Nous sommes quelques-uns à attendre ; certains fument sur le trottoir tandis que d’autres se restaurent. Tout le monde semble se connaître jusqu’à former un archipel d’acteurs culturels ! Nous sommes réunis le temps d’une soirée pour ces «Rencontres à l’échelle» où l’on expérimente ce que l’on pourrait bien retrouver sur nos scènes dans quelques années. L’endroit, « Les bancs publics » paraît fait de bric et de broc, à l’équilibre précaire. Ce lieu est en soi un décor de théâtre où se jouent des oeuvres entrées par effraction dans un paysage culturel pour le moins déstabilisé.
Elle, c’est Emy Chauveau. Pas plus haute que trois barreaux d’échelle, elle a tout l’air d’une grande. Avec un magnétophone à cassettes tout pourri, un bureau récupéré dans une administration décadente, un micro, des feuilles écrites et quelques livres, elle nous livre sa « Lecture activée ». Sa table est sa surface de récupération, de réparation: là des sons (cut-up sur K7, voix et radio), ici des fragments des « Cahiers » de Vaslav Nijinski ou ses propres carnets. Car Emy Chauveau est une belle plume sonore et écrite. Elle mixe le sens, les émotions, ses enchantements et pas mal de désillusions. Elle provoque, se perd parfois quand elle pousse la performance jusqu’à se disqualifier. Mais qu’importe : on se laisse emporter par une vague de mots sonore qui n’est pas sans rappeler nos déconstructions par chaos créatif, par gros temps amoureux. Emy Chauveau est un bateau ivre sur la mer calme de nos certitudes.

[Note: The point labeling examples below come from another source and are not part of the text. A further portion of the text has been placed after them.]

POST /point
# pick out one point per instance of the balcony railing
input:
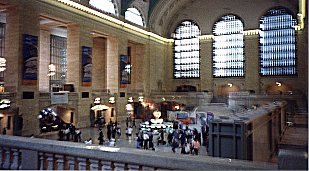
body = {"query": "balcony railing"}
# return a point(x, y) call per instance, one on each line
point(41, 154)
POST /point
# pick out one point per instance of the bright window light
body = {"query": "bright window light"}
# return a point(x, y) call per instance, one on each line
point(133, 15)
point(104, 5)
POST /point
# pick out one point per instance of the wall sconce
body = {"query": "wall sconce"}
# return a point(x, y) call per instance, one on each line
point(51, 69)
point(111, 100)
point(130, 99)
point(141, 99)
point(97, 100)
point(2, 64)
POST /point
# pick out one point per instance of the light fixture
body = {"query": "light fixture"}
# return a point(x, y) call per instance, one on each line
point(51, 69)
point(141, 99)
point(97, 100)
point(2, 64)
point(111, 100)
point(130, 99)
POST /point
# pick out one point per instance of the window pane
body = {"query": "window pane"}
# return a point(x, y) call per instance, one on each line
point(2, 47)
point(104, 5)
point(186, 51)
point(58, 52)
point(277, 43)
point(134, 16)
point(228, 44)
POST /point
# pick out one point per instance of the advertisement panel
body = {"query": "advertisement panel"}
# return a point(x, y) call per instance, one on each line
point(30, 57)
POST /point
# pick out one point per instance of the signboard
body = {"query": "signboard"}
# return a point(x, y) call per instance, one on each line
point(30, 57)
point(86, 66)
point(59, 98)
point(5, 103)
point(125, 71)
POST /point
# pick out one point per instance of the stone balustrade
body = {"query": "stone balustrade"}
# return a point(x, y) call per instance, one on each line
point(41, 154)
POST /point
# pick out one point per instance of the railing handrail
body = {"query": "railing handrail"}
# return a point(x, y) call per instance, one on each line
point(130, 155)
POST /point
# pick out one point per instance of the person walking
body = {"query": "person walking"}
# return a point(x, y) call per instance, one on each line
point(196, 146)
point(4, 131)
point(101, 138)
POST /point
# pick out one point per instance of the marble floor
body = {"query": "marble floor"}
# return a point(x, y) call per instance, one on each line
point(93, 133)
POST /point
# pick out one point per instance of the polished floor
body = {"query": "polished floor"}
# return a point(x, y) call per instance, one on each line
point(93, 133)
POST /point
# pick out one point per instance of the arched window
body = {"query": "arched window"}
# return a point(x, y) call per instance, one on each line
point(277, 43)
point(228, 47)
point(104, 5)
point(187, 50)
point(133, 15)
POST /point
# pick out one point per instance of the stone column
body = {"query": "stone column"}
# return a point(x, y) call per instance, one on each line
point(252, 78)
point(44, 60)
point(74, 56)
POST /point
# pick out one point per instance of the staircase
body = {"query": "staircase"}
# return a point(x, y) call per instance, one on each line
point(293, 146)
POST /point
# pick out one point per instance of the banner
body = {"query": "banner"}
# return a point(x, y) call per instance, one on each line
point(30, 57)
point(125, 71)
point(59, 98)
point(86, 66)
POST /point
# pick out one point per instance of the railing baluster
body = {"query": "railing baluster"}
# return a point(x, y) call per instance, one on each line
point(94, 164)
point(119, 166)
point(6, 164)
point(81, 163)
point(71, 162)
point(106, 165)
point(50, 161)
point(1, 157)
point(133, 167)
point(41, 155)
point(15, 161)
point(59, 161)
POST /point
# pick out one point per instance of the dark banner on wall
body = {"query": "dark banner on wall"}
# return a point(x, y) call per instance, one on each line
point(86, 65)
point(30, 57)
point(125, 71)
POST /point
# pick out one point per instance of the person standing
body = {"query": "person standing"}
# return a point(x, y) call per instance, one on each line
point(101, 138)
point(109, 131)
point(196, 146)
point(4, 131)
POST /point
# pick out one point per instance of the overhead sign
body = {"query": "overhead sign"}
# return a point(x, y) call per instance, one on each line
point(5, 103)
point(59, 98)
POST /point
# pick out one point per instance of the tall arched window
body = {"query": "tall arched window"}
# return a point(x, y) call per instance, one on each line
point(104, 5)
point(133, 15)
point(58, 57)
point(187, 50)
point(228, 47)
point(277, 43)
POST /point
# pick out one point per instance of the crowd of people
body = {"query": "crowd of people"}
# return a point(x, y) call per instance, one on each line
point(70, 133)
point(186, 140)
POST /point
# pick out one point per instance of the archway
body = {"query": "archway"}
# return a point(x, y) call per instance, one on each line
point(55, 117)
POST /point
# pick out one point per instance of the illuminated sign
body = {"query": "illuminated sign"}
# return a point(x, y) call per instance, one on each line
point(5, 103)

Lui, c’est Nicolas Ferrier. Ici, c’est une « performance conférencée » ! Retenez cette appellation, elle pourrait bien envahir nos universités et nos théâtres dans quelque temps. À ceux qui se demandent comment réunir artistes et chercheurs, Guillaume Quiquerez, l’auteur de cette idée originale, a créé cet espace stimulant. On oubliera vite le titre (« Nous sommes de toute manière toujours déjà trop vieux – non, ce n’est pas tout à fait ça- ») pour se concentrer sur cet étudiant qui soutient par anticipation sa thèse sur les situationnistes et le théâtre. Trente minutes d’un éloge du savoir, dynamique, engagée, engageante, où la vidéo, les déplacements calculés de notre homme, confère à cette antithèse les propriétés d’une pédagogie ingénieuse. Ici, on apprend à partir de son ressenti ; les mots de Nicolas Ferrier se relient à notre expérience de spectateur ; la vidéo nous met dans la posture de nous observer au théâtre, devant la télévision, au cinéma, en méta vision. La pensée de Guy Debord trouve ici un espace « théâtral » finalement éloigné de la société du spectacle qu’il dénonçait. On quitte la salle heureux d’être en définitive un spectateur post-moderne.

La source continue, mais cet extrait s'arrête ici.